A couple of anniversaries are worth mentioning amidst this joyous season that has left me bewildered and many around me anything but joyous. Did you know that George Washington died 215 years ago this past Sunday at age 67? Did you know that he died of a sore throat? Everybody has to die of something, but a sore throat is a nasty way to go when you are treated by doctors who have no earthly idea what they are doing.
George Washington was a massive human, six-foot-three and most of it muscle, even at 67. He had been a natural athlete all his life and a splendid horseman. He spent five hours on horseback riding his range the day he got sick, arrived home, went to bed, and the next day was so bad off, apparently from a strep infection, that his doctor “bled” him five pints. You know how when you give blood they take one pint and then tell you to rest and eat well to replenish what you just lost? Well they stole one pint times FIVE from the ill former president, and for good measure they gave him a mercury concoction to make him better. Mercury, as in the stuff that is poison. Among the prexy’s last words were, “I die hard,” which he murmured at the end of 1799 and which may be the understatement of the entire century, uttered just under the wire. So December 14, a couple days ago, marks 215 years since we lost the Greatest American of any generation.

Among George Washington’s last words in December 1799: “Please tell me Dr. House is on duty this evening.” He wasn’t; the rest is history.
Seventy-five years ago yesterday, the finished version of Gone With the Wind premiered in Atlanta, Georgia. Movie stars imported from Hollywood began arriving two days earlier, on December 13. The picture’s producer arrived on December 14 with cast members Vivien Leigh and Olivia de Havilland via Eastern Airlines DC-3. Later, on an American DC-3 (because he couldn’t stand Selznick), Clark Gable arrived with his bride, Carole Lombard, and the pair of them stole the show from the other VIPs and held the city spellbound for 36 hours.

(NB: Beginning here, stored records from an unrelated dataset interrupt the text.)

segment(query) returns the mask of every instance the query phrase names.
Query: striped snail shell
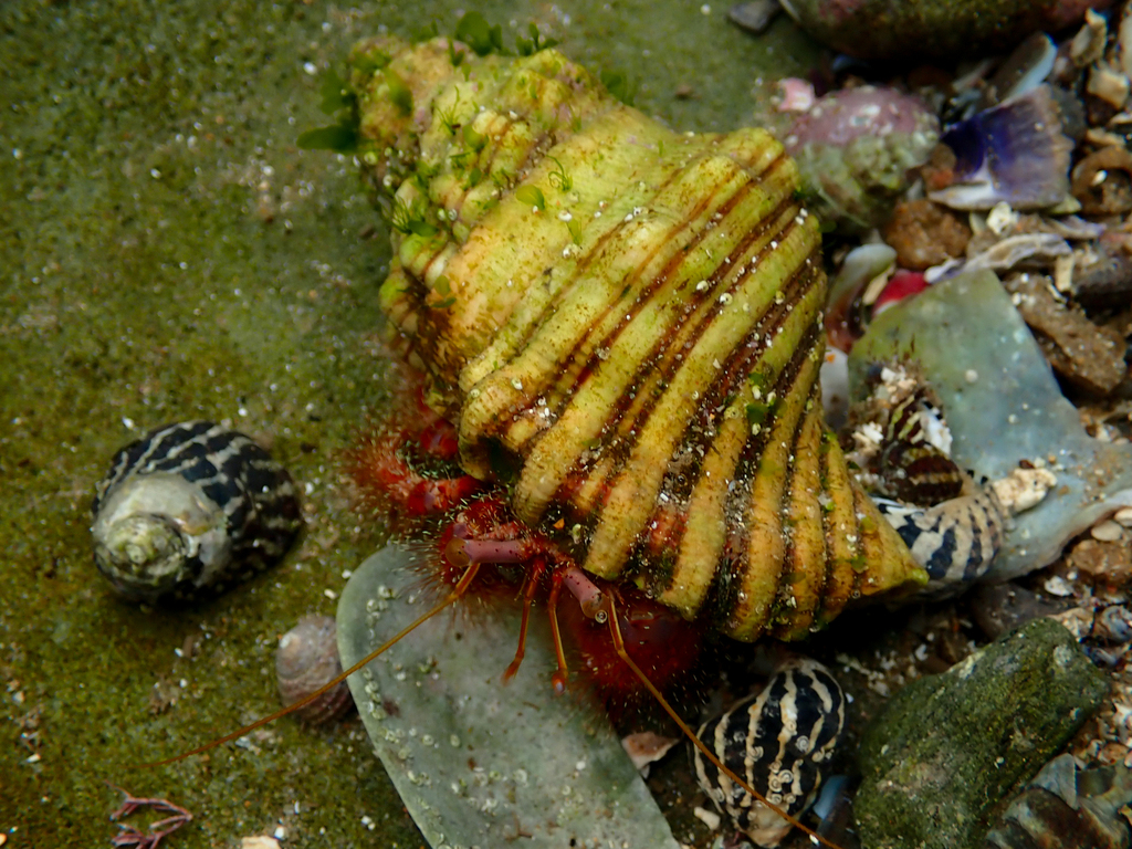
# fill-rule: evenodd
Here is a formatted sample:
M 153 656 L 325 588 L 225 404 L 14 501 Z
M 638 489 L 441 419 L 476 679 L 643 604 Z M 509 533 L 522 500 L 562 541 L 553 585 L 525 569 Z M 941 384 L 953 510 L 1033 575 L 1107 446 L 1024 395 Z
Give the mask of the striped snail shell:
M 700 728 L 717 757 L 791 816 L 817 795 L 825 764 L 841 737 L 846 700 L 837 679 L 816 660 L 782 663 L 762 692 Z M 777 846 L 790 824 L 721 774 L 698 749 L 700 787 L 736 827 L 760 846 Z
M 381 305 L 466 472 L 739 640 L 926 580 L 825 429 L 821 233 L 778 142 L 674 132 L 555 50 L 352 61 Z
M 342 672 L 337 626 L 329 616 L 305 616 L 280 638 L 275 650 L 275 678 L 283 704 L 290 705 L 328 684 Z M 311 724 L 337 719 L 353 704 L 345 681 L 323 693 L 295 713 Z
M 96 486 L 94 561 L 123 597 L 218 592 L 277 560 L 301 524 L 291 475 L 243 434 L 158 428 L 119 451 Z
M 951 432 L 918 368 L 878 363 L 867 385 L 869 396 L 849 413 L 857 443 L 849 458 L 861 469 L 882 515 L 927 571 L 927 594 L 969 586 L 990 568 L 1002 546 L 1001 505 L 993 490 L 977 486 L 951 458 Z

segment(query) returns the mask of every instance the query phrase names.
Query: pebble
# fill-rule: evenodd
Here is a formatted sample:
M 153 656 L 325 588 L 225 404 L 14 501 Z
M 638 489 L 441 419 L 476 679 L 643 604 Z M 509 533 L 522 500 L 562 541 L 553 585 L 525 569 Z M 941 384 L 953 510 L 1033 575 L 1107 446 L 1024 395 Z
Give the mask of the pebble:
M 997 640 L 1039 616 L 1058 614 L 1064 609 L 1064 602 L 1047 599 L 1014 583 L 979 584 L 970 594 L 971 618 L 989 640 Z
M 778 0 L 751 0 L 732 6 L 727 18 L 741 29 L 760 35 L 766 32 L 780 11 L 782 7 Z
M 1132 153 L 1115 145 L 1090 153 L 1073 168 L 1071 191 L 1083 215 L 1132 212 Z
M 1108 758 L 1116 763 L 1124 747 Z M 1132 801 L 1132 774 L 1080 771 L 1072 755 L 1055 757 L 1003 812 L 987 834 L 987 849 L 1056 846 L 1060 849 L 1126 849 L 1127 823 L 1120 811 Z
M 1071 569 L 1094 583 L 1118 585 L 1132 578 L 1132 555 L 1127 544 L 1117 540 L 1083 539 L 1069 552 L 1066 560 Z
M 882 235 L 901 268 L 924 271 L 962 257 L 971 229 L 957 213 L 921 198 L 897 204 Z
M 1069 741 L 1107 692 L 1107 677 L 1073 635 L 1045 618 L 908 685 L 861 736 L 855 811 L 863 844 L 981 849 L 1000 800 Z
M 1124 526 L 1118 522 L 1106 518 L 1104 522 L 1097 522 L 1089 530 L 1089 535 L 1101 542 L 1116 542 L 1116 540 L 1124 535 Z
M 1040 275 L 1020 275 L 1006 286 L 1049 365 L 1062 378 L 1094 395 L 1107 395 L 1124 379 L 1124 340 L 1060 301 Z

The fireball, Carole Lombard, arrives in Atlanta on American Airlines with husband Clark Gable and bandleader Kay Kyser on December 14, 1939.
Many activities took place over three crazy days, which the governor of Georgia declared a state holiday. The teeming throngs of Atlantans that clogged Peachtree Street 300,000 strong have been described in many books. Still, a few pieces of trivia astound me.
Did you know that city schools and public buildings in Atlanta were closed the day of the premiere, a Friday? Imagine any movie commanding such attention in a top-10 U.S. city today.
Did you know that there were still many Confederate Civil War veterans living at the time of the premiere, and when they trooped into the Loew’s Grand Theater from the Old Soldiers’ Home, the crowd erupted in cheers and rebel yells?
Did you know that among the non-cast members attending the Atlanta festivities were World War I fighter ace Eddie Rickenbacker, Wimbledon tennis champ Alice Marble, and Clark Gable’s Oscar-winning It Happened One Night co-star, Claudette Colbert?

No Gable isn’t falling asleep at the Atlanta premiere of Gone With the Wind. Lombard is whispering something in his ear; probably something snarky.
Did you know that the ticket price in the sold-out, two-thousand-seat theater was $10 but scalpers were getting $200+?

A charming tike, age 10, who would participate in Gone With the Wind festivities and then change the world.
Did you know that certain cast members were barred from attending the Atlanta festivities at all because of the color of their skin? This group included Hattie McDaniel and Butterfly McQueen, who would not have been permitted to socialize with the white stars in segregated Georgia. (David Selznick fought against this segregation almost to the point of threatening cancellation of the entire Atlanta experience.) McDaniel would become the first African American to win an Academy Award just a couple of months later.
Did you know that among the costumed “slaves” performing at a charity event during premiere activities was Martin Luther King, Jr., age 10, as part of the Ebenezer Baptist boys’ choir?
As noted in this column earlier, the time of Gone With the Wind has largely gone, but in an America recovering from Depression, it was the biggest thing ever, a social phenomenon like nothing seen before or since. If you lump The Graduate with the original Star Wars and pile The Godfather on top and serve Jaws as whipped cream and Titanic as the cherry, and plunk it all on a platter of Lord of the Rings pictures resting on a table of The Hunger Games, you would still not equal the pop culture earthquake that was Gone With the Wind 75 years ago yesterday.